Health care providers from the English-speaking Caribbean participated in a virtual course on Stigma reduction

One hundred and seven primary health care providers from sixteen English speaking countries from the sub-region of the Caribbean (Antigua, Barbuda, Barbados, Bahamas, Belize, British Virgin Islands, Cayman Islands, Grenada, Guyana, Jamaica, Monserrat, Trinidad & Tobago,  Turks & Caicos, Suriname, Saint Kitts & Nevis, and Saint Lucia), enrolled in the Region’s first virtual course on stigma reduction. The sixteen-week virtual training, organized by the Pan American Health Organization, Mental Health and Substance Use Unit, in collaboration with the Mental Health Commission of Canada (MHCC), aims to reduce stigma within the healthcare setting.

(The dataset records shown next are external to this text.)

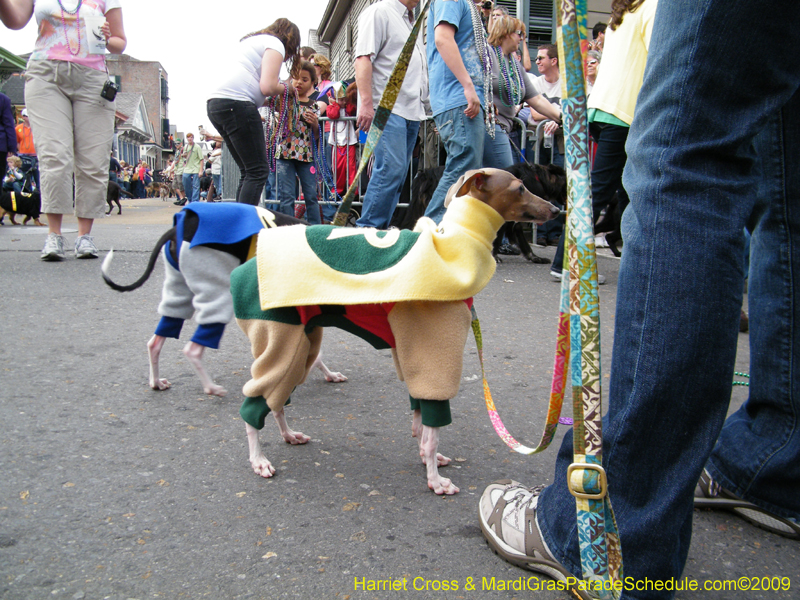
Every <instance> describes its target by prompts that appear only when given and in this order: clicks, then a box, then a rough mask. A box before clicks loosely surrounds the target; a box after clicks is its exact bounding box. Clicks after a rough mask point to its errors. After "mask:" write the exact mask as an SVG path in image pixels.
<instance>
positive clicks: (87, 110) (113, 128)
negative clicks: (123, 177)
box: [72, 66, 114, 258]
mask: <svg viewBox="0 0 800 600" xmlns="http://www.w3.org/2000/svg"><path fill="white" fill-rule="evenodd" d="M73 76H74V77H76V78H79V79H76V83H78V82H80V85H79V86H78V89H76V90H75V94H74V98H73V103H72V109H73V123H74V133H73V138H74V140H75V150H74V152H75V216H76V217H77V218H78V238H77V239H76V240H75V254H76V256H77V257H78V258H96V257H97V247H96V246H95V244H94V240H93V238H92V237H91V235H90V233H91V231H92V225H93V223H94V219H96V218H100V217H102V216H103V215H104V214H105V205H106V194H107V189H108V164H107V163H108V155H109V152H110V150H111V143H112V141H113V138H114V102H109V101H107V100H105V99H103V98H100V99H98V96H99V92H98V90H101V89H103V85H104V84H105V82H106V79H107V78H106V75H105V73H101V72H100V71H96V70H95V69H90V68H88V67H78V66H76V67H74V68H73Z"/></svg>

A second cohort of the “Understanding Stigma and Strengthening Cognitive Behavioral Interpersonal Skills” virtual course will be hosted for primary health care providers from the sub-region of the Caribbean. The training is scheduled to run from 15 August to 30 November 2022. Call for applications to participate in it is now open in the Virtual Campus of Public Health at Understanding Stigma and Cognitive Behavioural Interpersonal Skills - 2022The deadline for the submission of applications is 25 July 2022

The virtual course “Understanding Stigma (US) and Strengthening Cognitive Behavioral Interpersonal Skills (CBIS),” offered through the PAHO Virtual Campus for Public Health, seamlessly combines two evidence-based stigma-reduction programs into one course. It introduces participants to an organized approach to developing an action plan to address stigma within the healthcare setting via user-friendly interventions tailored to mental health service users’ specific needs.

The course was delivered in two phases. Phase one, a pilot phase, delivered between 7  July to  9  August 2021. This phase allowed for the adaptation of the course’s material to the Caribbean context and the finetuning of the overall structure of training prior to the main sessions’ launch. The benefit of this phase was the emergence of champions who would later become tutors for the main course.

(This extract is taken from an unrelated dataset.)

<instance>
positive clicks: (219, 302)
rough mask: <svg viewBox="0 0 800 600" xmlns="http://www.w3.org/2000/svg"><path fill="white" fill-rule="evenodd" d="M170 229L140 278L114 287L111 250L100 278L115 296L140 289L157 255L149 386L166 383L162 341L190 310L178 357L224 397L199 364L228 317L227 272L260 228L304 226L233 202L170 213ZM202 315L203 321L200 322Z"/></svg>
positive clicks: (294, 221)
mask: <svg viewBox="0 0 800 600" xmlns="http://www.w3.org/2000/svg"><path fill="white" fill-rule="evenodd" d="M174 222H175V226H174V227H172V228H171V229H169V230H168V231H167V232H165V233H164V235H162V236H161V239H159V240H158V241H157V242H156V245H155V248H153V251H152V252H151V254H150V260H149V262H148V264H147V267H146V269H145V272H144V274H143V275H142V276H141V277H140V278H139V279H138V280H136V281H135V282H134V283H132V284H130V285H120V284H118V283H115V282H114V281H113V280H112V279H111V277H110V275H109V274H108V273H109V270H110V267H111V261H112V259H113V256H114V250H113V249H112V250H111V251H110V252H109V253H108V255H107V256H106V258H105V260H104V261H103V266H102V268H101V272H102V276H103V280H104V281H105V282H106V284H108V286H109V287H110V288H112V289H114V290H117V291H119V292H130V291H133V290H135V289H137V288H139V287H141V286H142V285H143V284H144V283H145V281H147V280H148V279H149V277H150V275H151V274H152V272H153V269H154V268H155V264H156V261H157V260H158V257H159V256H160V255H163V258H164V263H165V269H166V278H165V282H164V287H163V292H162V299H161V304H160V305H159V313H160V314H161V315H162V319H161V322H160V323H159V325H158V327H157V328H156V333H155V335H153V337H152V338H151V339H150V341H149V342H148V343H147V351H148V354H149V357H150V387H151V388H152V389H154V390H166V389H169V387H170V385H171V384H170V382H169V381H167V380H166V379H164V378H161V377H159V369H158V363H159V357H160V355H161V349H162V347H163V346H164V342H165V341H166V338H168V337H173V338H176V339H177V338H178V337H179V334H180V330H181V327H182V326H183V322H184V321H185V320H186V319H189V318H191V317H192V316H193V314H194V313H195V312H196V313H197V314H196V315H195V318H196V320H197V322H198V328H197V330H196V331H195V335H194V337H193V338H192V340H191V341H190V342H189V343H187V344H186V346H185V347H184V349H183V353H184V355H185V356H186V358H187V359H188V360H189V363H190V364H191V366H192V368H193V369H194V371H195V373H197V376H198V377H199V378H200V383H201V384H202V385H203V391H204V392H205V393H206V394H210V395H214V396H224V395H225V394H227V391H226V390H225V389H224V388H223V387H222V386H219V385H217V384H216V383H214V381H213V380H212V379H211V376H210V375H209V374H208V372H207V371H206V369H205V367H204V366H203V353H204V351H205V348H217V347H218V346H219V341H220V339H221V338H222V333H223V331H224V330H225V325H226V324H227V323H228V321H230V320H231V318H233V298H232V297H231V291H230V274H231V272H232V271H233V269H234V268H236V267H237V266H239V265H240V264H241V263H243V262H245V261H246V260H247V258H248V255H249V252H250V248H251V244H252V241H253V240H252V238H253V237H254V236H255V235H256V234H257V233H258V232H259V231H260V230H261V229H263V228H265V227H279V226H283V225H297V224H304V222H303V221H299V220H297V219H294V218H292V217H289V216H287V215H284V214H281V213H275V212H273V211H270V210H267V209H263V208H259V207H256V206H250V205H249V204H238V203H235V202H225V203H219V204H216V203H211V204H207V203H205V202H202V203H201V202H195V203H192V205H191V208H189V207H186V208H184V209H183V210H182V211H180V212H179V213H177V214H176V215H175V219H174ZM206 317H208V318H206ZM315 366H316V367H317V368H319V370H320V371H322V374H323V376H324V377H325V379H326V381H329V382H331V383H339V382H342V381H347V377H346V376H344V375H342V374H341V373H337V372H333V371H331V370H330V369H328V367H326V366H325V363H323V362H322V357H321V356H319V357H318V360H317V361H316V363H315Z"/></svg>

The main course, delivered from 16 August to 30 November 2021, comprised of seven synchronous and asynchronous modules, held weekly, for a total of 160 academic hours. At the conclusion of the 2021 delivery of the main training, 77% of the enrolled individuals were successfully certified in the course. These participants were reevaluated on knowledge gained via the course’s post-assessment survey. The findings for this evaluation showed statistically significant improvements in participants:

  • Overall confidence in the quality of mental healthcare provided to patients and reduction in implicit bias (stigma), which positively correlates with overall confidence in patients' quality of care.
  • Knowledge of the use of the non-pharmacological interventions presented in the course when treating depression, anxiety disorders, and other mental health conditions.
  • Confidence in assessing clients’ problems & strengths, as well as engaging clients in a range of mental healthcare interventions.

In addition to evaluating the knowledge gained post training, the assessment survey also provided a medium for participants to provide feedback on the course. A key comment captured from the anonymous post survey is presented here:

“The fact that it is so applicable and handy. The tools are an invaluable resource “For healthcare providers, using the tools is a good way to develop confidence in administering the same. It helps us with our provisional diagnosis and to evaluate patient response to treatment. It organizes our evaluation of symptoms for our patients. The tools are simple to use and interpret.”